Il y a donc, on le voit, de nombreux obstacles à l’association entre travail et cancer professionnel. Mais une fois la démarche de reconnaissance enclenchée, de nombreux obstacles subsistent. Certains concernent encore les médecins. On a déjà fait allusion au CMI. Sa rédaction par le médecin est d’abord une prise de position dans un contexte dont il peut avoir le sentiment qu’il le dépasse : il n’a, par exemple, pas été témoin de l’exposition professionnelle de son patient, ne dispose pas des connaissances pour l’analyser (à ce titre l’aide fournie par les experts du Giscop est précieuse) et peut, à juste titre, considérer qu’il sort de son domaine de compétences. Ce premier pas de rédaction d’un CMI peut en outre en entraîner d’autres puisque la Caisse primaire d’assurance maladie (CPAM) qui va traiter le dossier est susceptible de revenir vers lui pour lui demander des précisions, d’autres certificats. Enfin, le risque d’être dénoncé au Conseil de l’ordre des médecins par certains employeurs pour la rédaction de « certificats de complaisance » n’est pas nul.

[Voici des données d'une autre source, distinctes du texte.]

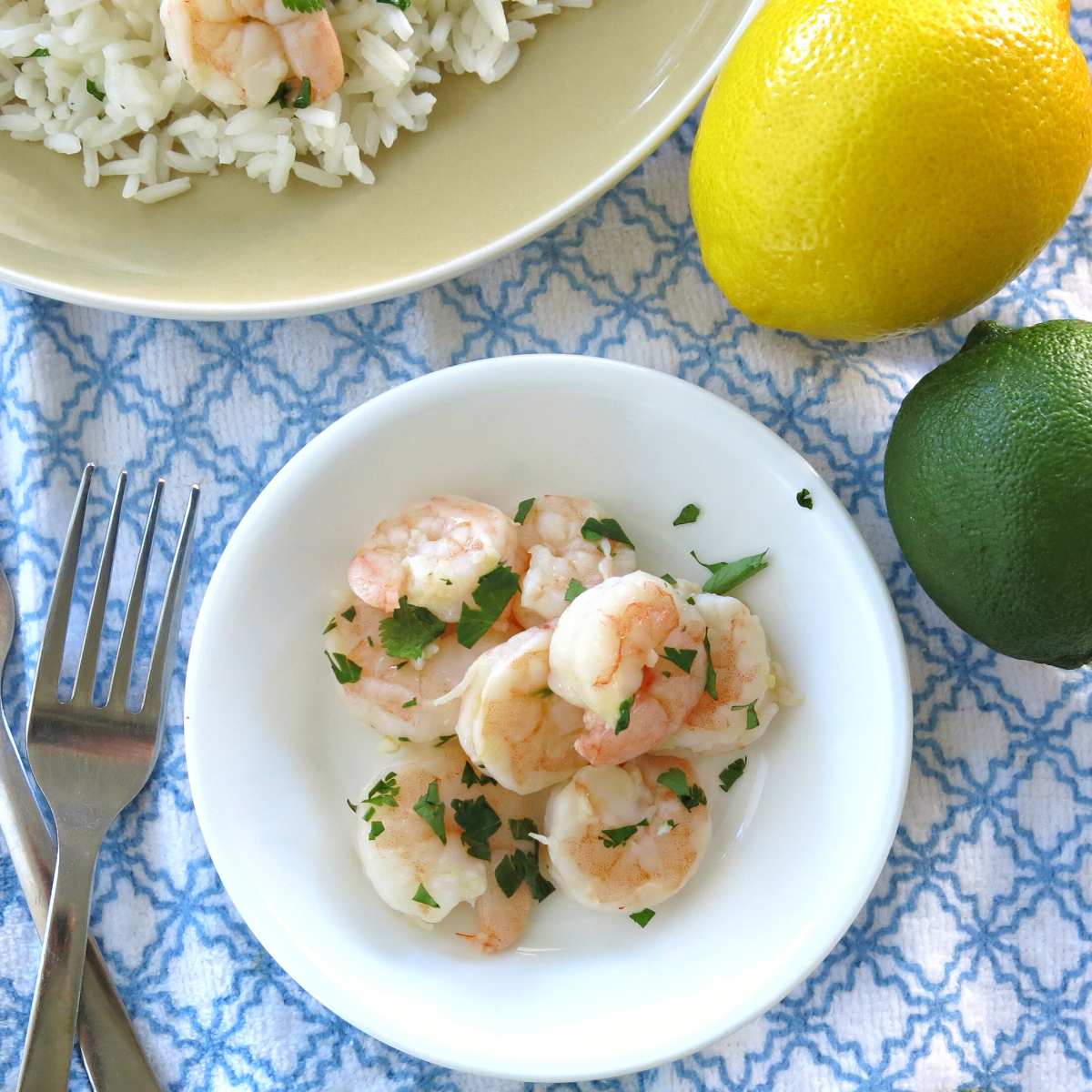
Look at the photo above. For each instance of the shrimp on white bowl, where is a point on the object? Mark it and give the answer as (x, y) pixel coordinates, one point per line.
(632, 653)
(434, 554)
(240, 53)
(746, 683)
(562, 555)
(626, 838)
(511, 723)
(431, 834)
(393, 694)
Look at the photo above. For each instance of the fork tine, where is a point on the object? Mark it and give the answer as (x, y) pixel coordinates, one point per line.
(48, 678)
(88, 658)
(130, 628)
(168, 621)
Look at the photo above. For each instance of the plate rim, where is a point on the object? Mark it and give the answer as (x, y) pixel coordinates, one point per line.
(325, 303)
(299, 970)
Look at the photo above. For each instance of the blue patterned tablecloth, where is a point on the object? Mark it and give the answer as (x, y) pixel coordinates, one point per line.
(971, 966)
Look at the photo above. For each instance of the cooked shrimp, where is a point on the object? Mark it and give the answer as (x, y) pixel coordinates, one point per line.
(238, 53)
(397, 697)
(745, 682)
(511, 723)
(558, 554)
(620, 840)
(412, 868)
(605, 654)
(671, 688)
(434, 552)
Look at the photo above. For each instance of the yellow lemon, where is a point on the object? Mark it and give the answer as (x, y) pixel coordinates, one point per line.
(866, 167)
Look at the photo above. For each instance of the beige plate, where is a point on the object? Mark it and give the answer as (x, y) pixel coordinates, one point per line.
(593, 94)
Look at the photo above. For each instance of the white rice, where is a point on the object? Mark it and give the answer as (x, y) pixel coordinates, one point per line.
(107, 94)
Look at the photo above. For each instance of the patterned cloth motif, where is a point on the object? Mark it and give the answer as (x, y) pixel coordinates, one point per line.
(972, 964)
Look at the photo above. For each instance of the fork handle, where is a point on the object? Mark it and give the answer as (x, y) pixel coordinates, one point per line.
(112, 1053)
(47, 1057)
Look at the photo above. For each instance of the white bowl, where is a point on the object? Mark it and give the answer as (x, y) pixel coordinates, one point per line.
(797, 844)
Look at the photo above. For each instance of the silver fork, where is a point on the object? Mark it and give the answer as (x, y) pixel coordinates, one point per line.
(90, 763)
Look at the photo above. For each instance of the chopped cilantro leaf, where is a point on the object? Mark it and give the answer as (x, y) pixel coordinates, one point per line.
(594, 530)
(383, 793)
(623, 711)
(304, 98)
(509, 874)
(681, 658)
(752, 714)
(727, 574)
(492, 594)
(424, 898)
(620, 835)
(430, 808)
(692, 796)
(732, 774)
(472, 778)
(710, 670)
(345, 670)
(408, 632)
(522, 829)
(480, 824)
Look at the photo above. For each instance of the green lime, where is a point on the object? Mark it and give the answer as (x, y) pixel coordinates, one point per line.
(988, 480)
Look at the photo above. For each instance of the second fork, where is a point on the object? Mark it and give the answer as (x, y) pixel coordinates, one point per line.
(90, 763)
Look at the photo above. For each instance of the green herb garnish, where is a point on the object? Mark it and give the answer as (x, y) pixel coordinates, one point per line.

La confrontation à la réalité des tableaux de maladies professionnelles se traduit souvent ensuite par une incompréhension face à des exigences médicolégales souvent déconnectées de la réalité du travail et de la maladie. Ou pour le dire de façon un peu triviale : au problème de « faire rentrer le cancer dans les cases du tableau ». On l’a vu précédemment, les tableaux de maladies professionnels sont les fruits de compromis impliquant l’Etat et les partenaires sociaux (syndicats de travailleurs et syndicats patronaux). Si, par principe fondateur, il existe une présomption d’origine, dans le cas d’une maladie professionnelle, les conditions limitatives (durée et type d’exposition, nature des process de travail, caractéristiques précises de la maladie), stipulées dans le tableau, imposent parfois une gymnastique difficilement compréhensible par le malade et ses proches dans le choix de la pathologie déclarée (en cas d’expositions multiples) qui pourra apparaître en décalage avec les réalités du travail. Ceci intervient dans un contexte où la collecte des documents qui seront demandés par la Sécurité sociale peut se traduire par un travail épuisant pour des malades qui feront le choix de s’engager seul dans le process de reconnaissance sans l’aide d’une association de défense des victimes. Certificats de travail ne décrivant pas l’exposition réelle, difficulté d’accéder aux comptes-rendus des CHSCT (Comité d’hygiène et sécurité et des conditions de travail) des entreprises (quand ces CHSCT et leurs comptes-rendus existent), refus de certaines entreprises de fournir des informations, voire disparition des entreprises, etc., autant d’obstacles auxquels le malade peut être confronté dans le travail qui consiste à réunir les documents nécessaires à l’instruction de son dossier.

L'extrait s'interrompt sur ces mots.